Court of Criminal Appeals of Tennessee, Knoxville

September 26, 2019


          Assigned on Briefs July 24, 2019

          Appeal from the Criminal Court for Bradley County No. 17CR97 Sandra Donaghy, Judge

         Defendant, Ricky Jan Stevison, pled guilty to theft of property and was sentenced to two years on supervised probation with the trial court to determine the issue of restitution at a hearing. Defendant subsequently filed a motion to withdraw his guilty plea. The trial court denied the motion after a hearing. Because we determine that the trial court did not abuse its discretion, we affirm the judgment of the trial court. However, because the judgment form does not include the amount of restitution or the terms of the repayment, we remand to the trial court for entry of an amended judgment form.

         Tenn. R. App. P. 3 Appeal as of Right; Judgment of the Criminal Court Affirmed and Remanded

          Richard Hughes, District Public Defender; John Fortuno, Assistant District Public Defender (at guilty plea); and Chessia A. Cox (at hearing on motion to withdraw guilty plea), Athens, Tennessee, for the appellant, Ricky Jan Stevison.

          Herbert H. Slatery III, Attorney General and Reporter; Katherine C. Redding, Assistant Attorney General; Stephen D. Crump, District Attorney General; and Drew Robinson, Assistant District Attorney General, for the appellee, State of Tennessee.

          Timothy L. Easter, J., delivered the opinion of the court, in which Robert L. Holloway, Jr., J., joined.

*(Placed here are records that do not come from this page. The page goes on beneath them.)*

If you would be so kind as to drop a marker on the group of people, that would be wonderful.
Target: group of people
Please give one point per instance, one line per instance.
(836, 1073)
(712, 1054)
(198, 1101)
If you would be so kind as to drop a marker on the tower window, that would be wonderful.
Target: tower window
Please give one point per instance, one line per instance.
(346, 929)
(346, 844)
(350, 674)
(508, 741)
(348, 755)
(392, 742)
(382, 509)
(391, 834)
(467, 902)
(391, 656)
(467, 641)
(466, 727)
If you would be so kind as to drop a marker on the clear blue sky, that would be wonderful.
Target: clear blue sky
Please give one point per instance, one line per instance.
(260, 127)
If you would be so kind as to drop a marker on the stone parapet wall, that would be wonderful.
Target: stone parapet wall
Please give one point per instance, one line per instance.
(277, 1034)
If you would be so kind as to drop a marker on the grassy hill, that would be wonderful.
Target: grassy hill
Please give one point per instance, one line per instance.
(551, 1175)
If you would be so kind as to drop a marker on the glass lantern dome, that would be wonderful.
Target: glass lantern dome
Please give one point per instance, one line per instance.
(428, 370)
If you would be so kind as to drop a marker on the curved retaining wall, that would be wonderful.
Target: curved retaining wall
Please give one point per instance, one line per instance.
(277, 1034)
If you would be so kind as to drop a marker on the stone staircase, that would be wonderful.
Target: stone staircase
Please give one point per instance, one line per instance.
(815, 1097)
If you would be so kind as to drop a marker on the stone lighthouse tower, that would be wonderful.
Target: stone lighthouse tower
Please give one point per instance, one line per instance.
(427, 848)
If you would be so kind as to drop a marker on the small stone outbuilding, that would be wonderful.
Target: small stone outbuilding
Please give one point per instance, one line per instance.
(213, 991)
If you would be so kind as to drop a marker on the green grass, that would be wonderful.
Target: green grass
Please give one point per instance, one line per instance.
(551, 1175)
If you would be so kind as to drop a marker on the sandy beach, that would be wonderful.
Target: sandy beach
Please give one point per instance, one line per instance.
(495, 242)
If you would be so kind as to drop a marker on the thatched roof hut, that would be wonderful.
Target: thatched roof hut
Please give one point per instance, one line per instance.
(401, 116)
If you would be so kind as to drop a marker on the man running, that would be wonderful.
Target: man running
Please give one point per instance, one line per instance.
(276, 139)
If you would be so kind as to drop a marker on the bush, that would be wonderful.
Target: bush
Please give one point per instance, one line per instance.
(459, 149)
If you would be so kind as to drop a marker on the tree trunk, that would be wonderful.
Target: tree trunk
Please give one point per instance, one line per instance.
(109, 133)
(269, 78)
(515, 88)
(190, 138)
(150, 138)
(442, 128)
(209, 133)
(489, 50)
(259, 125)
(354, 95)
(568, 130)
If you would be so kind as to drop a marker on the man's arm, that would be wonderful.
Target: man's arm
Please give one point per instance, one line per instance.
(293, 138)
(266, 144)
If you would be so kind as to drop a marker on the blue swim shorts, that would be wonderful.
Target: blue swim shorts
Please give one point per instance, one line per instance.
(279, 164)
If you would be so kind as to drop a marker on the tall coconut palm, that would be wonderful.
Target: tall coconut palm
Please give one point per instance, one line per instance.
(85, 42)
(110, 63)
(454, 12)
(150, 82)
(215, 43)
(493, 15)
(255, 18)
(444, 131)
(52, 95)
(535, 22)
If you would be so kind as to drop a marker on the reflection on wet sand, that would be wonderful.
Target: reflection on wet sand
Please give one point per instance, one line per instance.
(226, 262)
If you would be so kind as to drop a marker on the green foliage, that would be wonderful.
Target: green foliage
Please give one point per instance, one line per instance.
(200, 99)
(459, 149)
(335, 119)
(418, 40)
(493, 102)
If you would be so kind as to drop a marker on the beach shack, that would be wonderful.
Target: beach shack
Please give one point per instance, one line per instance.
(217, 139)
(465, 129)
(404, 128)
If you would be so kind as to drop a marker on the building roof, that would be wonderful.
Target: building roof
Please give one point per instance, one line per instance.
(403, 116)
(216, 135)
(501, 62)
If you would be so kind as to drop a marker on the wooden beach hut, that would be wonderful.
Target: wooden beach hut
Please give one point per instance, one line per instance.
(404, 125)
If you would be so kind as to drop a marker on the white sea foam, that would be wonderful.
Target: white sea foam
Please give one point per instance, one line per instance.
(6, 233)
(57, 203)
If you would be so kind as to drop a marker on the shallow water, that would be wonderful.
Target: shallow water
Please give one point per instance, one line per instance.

         Defendant was indicted in March of 2017 for financial exploitation of the elderly pursuant to Tennessee Code Annotated section 39-14-111 and theft of property valued at more than $10, 000 but less than $60, 000 pursuant to Tennessee Code Annotated section 39-14-103. On January 25, 2018, Defendant pled guilty to one count of theft of property valued at more than $2500 but less than $10, 000, a Class D felony. At the guilty plea hearing, the State indicated that if the matter had gone to trial, the following facts would have been submitted to a jury.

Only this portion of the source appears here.